Weil Emma Aicher lauertEmotionen überwältigen schwer verletzte Lindsey Vonn

Emma Aicher kann in der zweiten Abfahrt von Val di Fassa die Führung in der Abfahrtswertung übernehmen - und die bisherige Nummer eins Lindsey Vonn wird deswegen emotional. Sie erklärt sich mit vielen Worten und schreibt über ihre Tränen.
US-Skistar Lindsey Vonn hat mit einem emotionalen Post auf die Erfolge ihrer Konkurrentinnen um Emma Aicher und den drohenden Verlust von Rang eins im Abfahrts-Weltcup reagiert. "Warum bedeutet mir dieser Titel so viel? Warum heule ich wegen einer Kristallkugel?", schrieb die schwer am Bein verletzte Vonn in dem langen Text, den sie zu mehreren Fotos aus der Saison stellte. Seit dem ersten Rennen habe sie das rote Trikot der Weltcup-Führenden getragen, "aber morgen wird aller Wahrscheinlichkeit nach mein letzter Tag als Nummer eins sein".
Vonn hatte in der Olympia-Saison die erste Weltcup-Abfahrt in St. Moritz gewonnen und bis zu ihrer schweren Verletzung bei den Olympischen Spielen 400 Punkte gesammelt. Aicher rückte durch Rang zwei in Val di Fassa bis auf 14 Zähler an Vonn heran, auch Siegerin Laura Pirovano aus Italien mit nun 336 Punkten und Kira Weidle-Winkelmann mit 306 Punkten könnten in der Abfahrt heute (Start 10.45 Uhr) an der US-Amerikanerin vorbeiziehen. Danach kommt nur noch eine weitere Abfahrt in der Weltcup-Saison.
"Zu Saisonbeginn hätte niemand geglaubt, dass ich überhaupt in dieser Position sein würde. Ich wette, die Leute hätten sogar gelacht, wenn das jemand vorhergesagt hätte", schrieb die 41-Jährige.
Lindsey Vonn bleiben die Erinnerungen
In ihrem Beitrag listete Vonn auf, was sie entgegen aller Erwartungen erreicht hat in diesem Winter. Sie sei in jedem Rennen auf dem Podium gestanden, zwei davon habe sie gewonnen. Sie habe sich zurück an die Spitze gekämpft, "nachdem ich sechs Jahre im Ruhestand war und ein künstliches Kniegelenk hatte". Das alleine sei eine Leistung, "die ich nie vergessen werde. Auch wenn sich in ein paar Tagen niemand mehr daran erinnern wird, dass ich die Gesamtwertung fast gewonnen hätte - ich werde mich daran erinnern."

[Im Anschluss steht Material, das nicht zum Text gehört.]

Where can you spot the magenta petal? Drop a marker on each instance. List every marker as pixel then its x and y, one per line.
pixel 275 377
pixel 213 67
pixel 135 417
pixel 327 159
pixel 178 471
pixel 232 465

Bei ihrem Sturz während der Abfahrt in Cortina hatte sich die Speed-Spezialistin eine komplexe Schienbeinverletzung zugezogen. Unmittelbar vor den Olympischen Spielen hatte sie sich bereits das Kreuzband gerissen, war aber dennoch an den Start gegangen.
Was ihr niemand nehmen könne, seien die Erinnerungen. "Den Titel nicht zu gewinnen, macht diese Saison kein Stück weniger außergewöhnlich", schrieb sie. Sie habe die Momente mit den Fans geliebt, im Starthaus zu stehen oder die Ziellinie zu überqueren und die Nummer eins aufleuchten zu sehen neben ihrem Namen. "Diese Erinnerungen werden nicht weggewischt, weil es keinen Titel gibt. Meine Tränen bedeuten einfach, dass es mir wichtig war. Das war es immer", schrieb sie.